Parce qu’il fait mine de s’arranger avec le réel, Astra est un court-métrage à la fois intriguant et ingrat. Intriguant parce qu’on ne peut pas réagir devant ce film comme on le ferait devant un film modeste. Ingrat parce des libertés qu’il se donne ne sont pas toujours payantes. À la manière d’A Capella, son premier court-métrage réalisé en 2015 où l’intériorité d’un couple se laisse troubler par le dehors, Nidhal Guiga enfonce un peu plus le clou en mettant ici en scène un autre couple aux prises avec le regard inhospitalier des autres. Si la fiction d’Astra se fait moins sibylline, la parabole n’est pas loin : elle s’épanouit dans la volonté de bifurquer vers la terra incognita de la fantaisie.

Histoire de mettre le regard en appétit, Astra cueille par son atmosphère qui laisse le trouble s’installer. La cinéaste a compris qu’il fallait, pour gagner son spectateur, soigner le décor. Cela se joue à des détails, à l’échelle d’un popcorn qui explose ou dans l’alignement symétrique des poupées dont Dali (interprété par Nejib Belkadhi) fignole les têtes. Seule Douja, sa fille trisomique dont il s’occupe à plein temps, fait tache dans ce décor. L’explication ne sera pas donnée mais devinée dans un premier temps, lorsque la caméra sait signifier le malaise qu’étouffe la mère en écrasant sa cigarette contre la porte. On aura compris ensuite que la mère (interprétée par Nidhal Guiga), acceptant mal le syndrome de Douja, refuse qu’elle s’expose aux regards des autres, alors que Dali a décidé de l’emmener au parc d’attraction pour la distraire. Ce refus, le film en tire profit comme d’un ressort scénaristique qui le fait bifurquer, au gré d’un cut, vers une fantaisie un peu surannée, comme s’il se cherchait une profondeur.

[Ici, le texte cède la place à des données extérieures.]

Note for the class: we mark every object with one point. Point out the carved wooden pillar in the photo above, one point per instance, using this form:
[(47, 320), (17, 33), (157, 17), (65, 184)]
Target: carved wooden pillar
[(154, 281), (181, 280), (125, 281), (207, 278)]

C’est le point de vue de la mère qui nous fait passer de la mesure d’un réalisme psychologique à une fantaisie hors mesure. Le choix de situer cette bifurcation dans un parc d’attraction n’est d’ailleurs pas anodin : à l’étrangeté de ce manège vide aux résonances fortement symboliques, et que la mise en scène nocturne vient polir en surface, s’ajoute un cheptel de substituts figuratifs masqués venant mettre du vague à l’âme dans la situation. L’indistinction qui fait se mélanger ici le vrai et le faux, irrigue ce segment qui s’écarte du réel pour signifier davantage. Le désemparement du père, à qui le guichetier du parc refuse de vendre un ticket, maintient cette parenthèse dans une ambiguïté mentale refusant les précautions de la logique : nous ne sommes ni dans la réalité ni dans la fiction, mais dans une sorte d’hypothèse de la réalité où tout signifie plus que soi-même.

S’il trouve une certaine profondeur, Astra la doit à une sobre mise en scène que Nidhal Guiga travaille sans se départir de la part d’opacité qui s’entête à ne pas vouloir lâcher son propos. Le revers de cette profondeur, c’est que le programme sémiologique du film émousse sa vigueur dans un élan tendu entre la solennité psychologisante et la pente théâtreuse, rendant sa deuxième partie moins habile à rebondir sur la première pour filer une parabole sur le refus de la différence. Là où un schéma moins crypté n’aurait pas nui, la cinéaste semble pêcher non pas tant par ses intentions que par la façon qu’elle a de les condamner à tenir le film à distance de ses enjeux. Comme s’il fallait ranimer la flamme du symbolisme, l’opacité du propos finit par ôter son potentiel à un point de vue dont les clefs ne sont pas laissées à l’intelligence du regard. Il aurait peut-être fallu un peu plus de générosité pour offrir au spectateur moins de manières que de matière.